The all China Lawyers Bar Association (ACLA) is drafting a revised ”Code of Conduct for Lawyers” and accompanying ”Punishment Rules of Lawyers Bar Association for Violations.” The drafts have been distributed to a small group of ACLA members to collect opinions and comments. However, some of the small number of lawyers selected have posted the drafts to a wider audience online, generating controversy within the China legal profession.
The aim of the rules is to ban lawyers from posting “aggressive or inappropriate” comments about cases, or attempting to use public opinion to influence the outcome of a case or to attack the country’s legal system.
Officially, it is said that the main objective of the two drafts is to limit some lawyers’ attempts to obstruct justice though exposing the details of a case over the Internet and though other media or by making inappropriate comments about a case or public events in the public arena. There have been well known cases in China in which public opinion expressed over the internet may have contributed to affecting the outcome of a well known legal case.
However, critics of the rules argue that the drafts lack enforceability. And others believe that the draft aims to deprive lawyers of the basic rights of a citizen.

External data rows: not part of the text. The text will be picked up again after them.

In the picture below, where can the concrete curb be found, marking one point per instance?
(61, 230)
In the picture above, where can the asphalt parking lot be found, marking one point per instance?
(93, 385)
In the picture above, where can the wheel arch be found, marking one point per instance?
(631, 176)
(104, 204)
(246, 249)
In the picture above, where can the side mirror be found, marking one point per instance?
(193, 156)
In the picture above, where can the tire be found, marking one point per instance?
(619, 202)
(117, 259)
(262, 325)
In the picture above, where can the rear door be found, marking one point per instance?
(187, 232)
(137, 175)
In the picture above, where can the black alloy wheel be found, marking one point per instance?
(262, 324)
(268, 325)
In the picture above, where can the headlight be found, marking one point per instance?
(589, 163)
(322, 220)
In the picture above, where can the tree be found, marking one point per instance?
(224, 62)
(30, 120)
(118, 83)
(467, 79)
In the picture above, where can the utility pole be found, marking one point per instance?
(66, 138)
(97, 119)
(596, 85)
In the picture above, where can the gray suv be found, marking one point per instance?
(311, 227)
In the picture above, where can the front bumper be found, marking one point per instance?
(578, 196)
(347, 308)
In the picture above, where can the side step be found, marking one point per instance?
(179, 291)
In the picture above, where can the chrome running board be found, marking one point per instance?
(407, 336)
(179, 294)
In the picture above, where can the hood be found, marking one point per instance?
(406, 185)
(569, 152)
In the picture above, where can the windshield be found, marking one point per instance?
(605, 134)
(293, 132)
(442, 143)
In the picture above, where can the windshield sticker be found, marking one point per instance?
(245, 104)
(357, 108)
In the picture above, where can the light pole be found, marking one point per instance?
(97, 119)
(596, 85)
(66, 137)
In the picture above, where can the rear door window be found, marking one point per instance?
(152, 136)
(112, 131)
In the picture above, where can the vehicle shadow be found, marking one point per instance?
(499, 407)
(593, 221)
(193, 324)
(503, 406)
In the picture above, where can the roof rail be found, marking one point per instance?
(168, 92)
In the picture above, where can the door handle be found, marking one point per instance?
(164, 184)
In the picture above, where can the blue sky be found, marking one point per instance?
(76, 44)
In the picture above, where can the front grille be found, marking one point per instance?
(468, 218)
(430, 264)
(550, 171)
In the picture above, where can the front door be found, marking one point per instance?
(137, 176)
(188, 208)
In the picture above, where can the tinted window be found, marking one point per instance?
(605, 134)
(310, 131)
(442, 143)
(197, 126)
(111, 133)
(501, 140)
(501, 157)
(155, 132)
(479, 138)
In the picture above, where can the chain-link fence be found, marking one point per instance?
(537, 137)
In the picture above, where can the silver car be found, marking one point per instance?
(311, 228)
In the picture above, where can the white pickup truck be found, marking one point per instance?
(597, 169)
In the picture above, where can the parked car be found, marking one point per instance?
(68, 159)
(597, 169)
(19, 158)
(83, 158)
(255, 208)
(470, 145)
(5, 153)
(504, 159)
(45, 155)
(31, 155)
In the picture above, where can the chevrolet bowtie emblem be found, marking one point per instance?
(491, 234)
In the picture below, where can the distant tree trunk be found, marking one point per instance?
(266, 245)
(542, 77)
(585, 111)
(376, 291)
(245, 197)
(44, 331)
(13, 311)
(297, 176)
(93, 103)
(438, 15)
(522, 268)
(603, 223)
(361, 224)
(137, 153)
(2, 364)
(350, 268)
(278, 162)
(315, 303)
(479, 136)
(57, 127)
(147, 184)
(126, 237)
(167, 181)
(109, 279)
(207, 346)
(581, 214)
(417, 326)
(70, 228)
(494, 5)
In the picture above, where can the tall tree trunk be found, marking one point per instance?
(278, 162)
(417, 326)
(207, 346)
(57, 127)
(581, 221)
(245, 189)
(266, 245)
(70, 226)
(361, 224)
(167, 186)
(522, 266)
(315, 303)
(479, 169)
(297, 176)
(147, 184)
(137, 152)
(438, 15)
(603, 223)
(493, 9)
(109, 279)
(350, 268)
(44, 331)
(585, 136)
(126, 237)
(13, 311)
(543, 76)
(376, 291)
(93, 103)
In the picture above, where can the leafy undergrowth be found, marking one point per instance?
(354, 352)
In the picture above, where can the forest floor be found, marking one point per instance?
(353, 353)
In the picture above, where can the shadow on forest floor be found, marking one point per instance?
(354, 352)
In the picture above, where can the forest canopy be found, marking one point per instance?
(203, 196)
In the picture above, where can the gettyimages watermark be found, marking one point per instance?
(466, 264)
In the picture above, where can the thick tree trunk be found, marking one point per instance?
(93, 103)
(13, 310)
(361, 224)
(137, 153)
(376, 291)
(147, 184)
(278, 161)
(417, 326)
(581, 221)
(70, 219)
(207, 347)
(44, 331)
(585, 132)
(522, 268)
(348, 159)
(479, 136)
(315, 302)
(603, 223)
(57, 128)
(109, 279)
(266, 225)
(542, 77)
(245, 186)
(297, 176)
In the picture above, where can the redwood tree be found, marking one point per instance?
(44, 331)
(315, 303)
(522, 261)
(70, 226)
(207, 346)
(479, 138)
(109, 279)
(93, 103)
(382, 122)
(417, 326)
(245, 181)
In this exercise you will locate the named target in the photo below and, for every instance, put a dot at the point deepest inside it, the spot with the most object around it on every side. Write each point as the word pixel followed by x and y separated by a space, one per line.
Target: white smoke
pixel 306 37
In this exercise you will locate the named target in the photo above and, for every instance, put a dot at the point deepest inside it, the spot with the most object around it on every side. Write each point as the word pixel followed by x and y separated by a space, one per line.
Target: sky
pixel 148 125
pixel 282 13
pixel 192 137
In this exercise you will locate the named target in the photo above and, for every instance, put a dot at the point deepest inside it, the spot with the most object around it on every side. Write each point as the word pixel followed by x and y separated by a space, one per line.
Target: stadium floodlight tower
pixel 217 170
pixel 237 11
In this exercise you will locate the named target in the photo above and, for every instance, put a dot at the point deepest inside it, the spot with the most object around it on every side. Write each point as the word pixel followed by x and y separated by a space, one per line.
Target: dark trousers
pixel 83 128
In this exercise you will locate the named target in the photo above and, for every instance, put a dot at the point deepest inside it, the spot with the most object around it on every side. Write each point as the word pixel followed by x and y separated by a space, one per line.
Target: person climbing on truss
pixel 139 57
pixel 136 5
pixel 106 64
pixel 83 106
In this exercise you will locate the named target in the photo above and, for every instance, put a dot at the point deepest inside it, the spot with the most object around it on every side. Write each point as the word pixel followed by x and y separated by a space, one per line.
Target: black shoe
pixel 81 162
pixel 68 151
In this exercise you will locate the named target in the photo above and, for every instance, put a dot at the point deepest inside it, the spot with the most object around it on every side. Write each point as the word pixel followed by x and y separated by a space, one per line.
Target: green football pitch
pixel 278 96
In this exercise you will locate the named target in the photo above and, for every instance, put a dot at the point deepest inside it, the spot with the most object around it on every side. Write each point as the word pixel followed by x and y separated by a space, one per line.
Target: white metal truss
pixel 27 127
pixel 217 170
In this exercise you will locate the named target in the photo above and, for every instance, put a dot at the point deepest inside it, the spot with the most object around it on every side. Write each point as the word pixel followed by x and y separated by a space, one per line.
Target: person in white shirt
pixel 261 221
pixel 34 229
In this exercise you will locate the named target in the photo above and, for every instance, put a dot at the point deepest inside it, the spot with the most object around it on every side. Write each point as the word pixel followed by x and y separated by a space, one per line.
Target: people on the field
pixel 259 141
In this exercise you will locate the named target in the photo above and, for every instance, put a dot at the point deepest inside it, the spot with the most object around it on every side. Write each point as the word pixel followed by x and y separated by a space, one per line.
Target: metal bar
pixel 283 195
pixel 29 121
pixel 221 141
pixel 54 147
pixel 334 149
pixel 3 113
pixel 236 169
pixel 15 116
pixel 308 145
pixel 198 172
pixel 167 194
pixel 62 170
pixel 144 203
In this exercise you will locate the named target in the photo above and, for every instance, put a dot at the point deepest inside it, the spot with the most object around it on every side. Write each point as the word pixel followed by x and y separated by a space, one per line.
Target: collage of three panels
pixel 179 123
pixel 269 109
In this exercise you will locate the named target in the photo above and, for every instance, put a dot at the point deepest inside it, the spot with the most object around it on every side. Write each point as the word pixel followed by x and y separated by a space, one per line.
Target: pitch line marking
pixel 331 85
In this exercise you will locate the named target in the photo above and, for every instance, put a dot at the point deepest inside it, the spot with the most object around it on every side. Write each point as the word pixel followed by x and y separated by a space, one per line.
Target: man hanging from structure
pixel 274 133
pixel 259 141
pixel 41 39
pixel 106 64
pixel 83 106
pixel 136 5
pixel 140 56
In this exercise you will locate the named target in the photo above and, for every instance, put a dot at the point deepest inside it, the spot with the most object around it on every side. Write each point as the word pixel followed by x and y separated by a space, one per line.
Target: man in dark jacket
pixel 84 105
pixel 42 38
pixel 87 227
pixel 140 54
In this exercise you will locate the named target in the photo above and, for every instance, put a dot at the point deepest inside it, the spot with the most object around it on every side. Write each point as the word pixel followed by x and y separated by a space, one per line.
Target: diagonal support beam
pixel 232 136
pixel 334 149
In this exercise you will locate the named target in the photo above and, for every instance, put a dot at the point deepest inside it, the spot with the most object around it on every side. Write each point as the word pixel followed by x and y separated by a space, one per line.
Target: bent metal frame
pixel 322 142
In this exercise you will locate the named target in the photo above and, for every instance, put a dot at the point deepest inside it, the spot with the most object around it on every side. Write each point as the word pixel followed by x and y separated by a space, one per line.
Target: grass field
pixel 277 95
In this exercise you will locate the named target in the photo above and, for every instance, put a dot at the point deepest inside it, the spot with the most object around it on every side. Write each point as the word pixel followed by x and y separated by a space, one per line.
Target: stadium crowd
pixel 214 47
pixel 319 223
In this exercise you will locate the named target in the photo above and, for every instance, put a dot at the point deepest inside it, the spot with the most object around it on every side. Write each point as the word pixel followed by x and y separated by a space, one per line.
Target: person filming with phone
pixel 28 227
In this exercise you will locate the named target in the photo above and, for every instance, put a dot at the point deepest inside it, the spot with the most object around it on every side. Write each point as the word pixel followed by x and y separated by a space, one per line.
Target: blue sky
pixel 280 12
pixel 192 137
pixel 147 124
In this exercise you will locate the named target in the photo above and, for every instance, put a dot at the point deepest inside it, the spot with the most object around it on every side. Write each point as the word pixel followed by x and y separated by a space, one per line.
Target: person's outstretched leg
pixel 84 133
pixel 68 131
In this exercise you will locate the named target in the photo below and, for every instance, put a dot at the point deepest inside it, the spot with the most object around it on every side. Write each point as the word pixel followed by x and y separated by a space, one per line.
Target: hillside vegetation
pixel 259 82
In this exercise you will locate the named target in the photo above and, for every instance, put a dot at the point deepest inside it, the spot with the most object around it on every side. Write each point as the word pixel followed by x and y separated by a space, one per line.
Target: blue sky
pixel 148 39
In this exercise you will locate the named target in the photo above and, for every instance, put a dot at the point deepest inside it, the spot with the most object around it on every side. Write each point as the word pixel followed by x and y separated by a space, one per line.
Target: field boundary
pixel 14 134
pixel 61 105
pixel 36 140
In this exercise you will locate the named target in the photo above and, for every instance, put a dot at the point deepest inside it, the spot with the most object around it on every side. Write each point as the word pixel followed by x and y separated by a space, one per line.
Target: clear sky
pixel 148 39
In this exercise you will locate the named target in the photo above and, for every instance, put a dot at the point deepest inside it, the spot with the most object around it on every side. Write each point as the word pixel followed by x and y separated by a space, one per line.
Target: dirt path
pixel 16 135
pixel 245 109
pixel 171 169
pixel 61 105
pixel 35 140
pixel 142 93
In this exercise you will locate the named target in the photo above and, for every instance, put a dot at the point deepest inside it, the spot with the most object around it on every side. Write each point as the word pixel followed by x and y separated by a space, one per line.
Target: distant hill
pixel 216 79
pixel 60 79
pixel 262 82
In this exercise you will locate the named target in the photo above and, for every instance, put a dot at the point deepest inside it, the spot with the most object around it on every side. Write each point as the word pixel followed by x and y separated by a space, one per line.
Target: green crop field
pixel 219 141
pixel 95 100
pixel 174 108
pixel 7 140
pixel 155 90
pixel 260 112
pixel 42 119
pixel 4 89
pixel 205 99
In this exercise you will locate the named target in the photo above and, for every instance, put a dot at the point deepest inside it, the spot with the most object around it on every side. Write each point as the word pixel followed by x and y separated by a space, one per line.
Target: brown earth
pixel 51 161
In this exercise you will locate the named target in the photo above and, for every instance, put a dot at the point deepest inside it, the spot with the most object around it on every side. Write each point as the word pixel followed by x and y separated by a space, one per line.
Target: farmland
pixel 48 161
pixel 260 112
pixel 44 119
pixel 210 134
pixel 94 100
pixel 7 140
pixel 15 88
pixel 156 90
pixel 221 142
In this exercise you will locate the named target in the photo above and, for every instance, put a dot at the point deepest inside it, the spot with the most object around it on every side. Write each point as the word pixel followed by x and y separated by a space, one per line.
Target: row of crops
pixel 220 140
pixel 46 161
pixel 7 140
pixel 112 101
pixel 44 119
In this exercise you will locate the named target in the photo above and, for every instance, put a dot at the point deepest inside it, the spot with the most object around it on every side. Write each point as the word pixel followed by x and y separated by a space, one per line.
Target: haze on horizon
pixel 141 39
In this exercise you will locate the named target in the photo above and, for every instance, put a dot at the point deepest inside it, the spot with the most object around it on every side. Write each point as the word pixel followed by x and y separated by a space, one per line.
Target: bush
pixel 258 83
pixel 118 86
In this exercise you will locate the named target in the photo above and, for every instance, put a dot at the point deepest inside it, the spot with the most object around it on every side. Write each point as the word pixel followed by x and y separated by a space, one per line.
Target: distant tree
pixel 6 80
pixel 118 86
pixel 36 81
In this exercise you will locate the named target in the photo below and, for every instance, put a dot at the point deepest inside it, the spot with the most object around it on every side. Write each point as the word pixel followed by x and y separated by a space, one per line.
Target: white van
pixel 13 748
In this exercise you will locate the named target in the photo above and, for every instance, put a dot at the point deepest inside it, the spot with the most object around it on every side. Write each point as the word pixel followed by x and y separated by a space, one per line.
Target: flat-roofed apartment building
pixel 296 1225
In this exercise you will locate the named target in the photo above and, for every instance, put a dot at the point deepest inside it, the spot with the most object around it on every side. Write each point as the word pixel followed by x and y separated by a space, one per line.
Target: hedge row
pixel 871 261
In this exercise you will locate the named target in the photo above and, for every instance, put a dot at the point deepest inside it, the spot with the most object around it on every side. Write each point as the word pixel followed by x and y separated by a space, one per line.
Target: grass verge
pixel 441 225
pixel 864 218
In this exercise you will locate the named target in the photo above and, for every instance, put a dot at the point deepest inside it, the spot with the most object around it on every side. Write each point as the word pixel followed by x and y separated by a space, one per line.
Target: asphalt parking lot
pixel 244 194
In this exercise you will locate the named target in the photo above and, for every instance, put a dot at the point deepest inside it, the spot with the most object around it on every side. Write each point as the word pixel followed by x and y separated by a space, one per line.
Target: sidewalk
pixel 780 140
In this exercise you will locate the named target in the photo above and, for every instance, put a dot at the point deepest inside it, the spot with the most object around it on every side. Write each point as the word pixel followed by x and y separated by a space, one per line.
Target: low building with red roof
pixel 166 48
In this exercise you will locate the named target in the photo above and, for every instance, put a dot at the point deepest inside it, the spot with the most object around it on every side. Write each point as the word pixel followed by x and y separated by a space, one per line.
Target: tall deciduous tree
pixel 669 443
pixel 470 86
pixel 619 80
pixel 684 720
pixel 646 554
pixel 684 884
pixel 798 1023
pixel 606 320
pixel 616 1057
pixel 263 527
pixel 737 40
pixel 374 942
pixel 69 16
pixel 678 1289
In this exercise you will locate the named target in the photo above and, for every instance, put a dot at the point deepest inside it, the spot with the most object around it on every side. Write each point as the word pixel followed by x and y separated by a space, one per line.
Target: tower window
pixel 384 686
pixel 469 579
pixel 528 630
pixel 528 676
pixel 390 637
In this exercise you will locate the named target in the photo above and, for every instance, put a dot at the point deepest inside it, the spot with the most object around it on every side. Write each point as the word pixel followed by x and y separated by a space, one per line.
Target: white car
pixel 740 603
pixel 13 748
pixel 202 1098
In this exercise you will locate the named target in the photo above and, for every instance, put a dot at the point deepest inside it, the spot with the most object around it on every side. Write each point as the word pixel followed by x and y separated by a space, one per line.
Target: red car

On the one hand, restricting the voice of lawyers online may hamper the development of China’s legal system by preventing real issues from coming to the attention of the public. On the other hand, a system of mob rule, where laws are overturned by appeal to the mass of netizens is itself not conducive to the development of a system based on rule of law. Both regulators and lawyers have a responsibility to take both sides of the issue into account. Rules should be made to be as fair as possible, and lawyers have a duty to recognize that they play a special role in a society based on rule of law, and that they must always behave responsibly and in the interests of justice.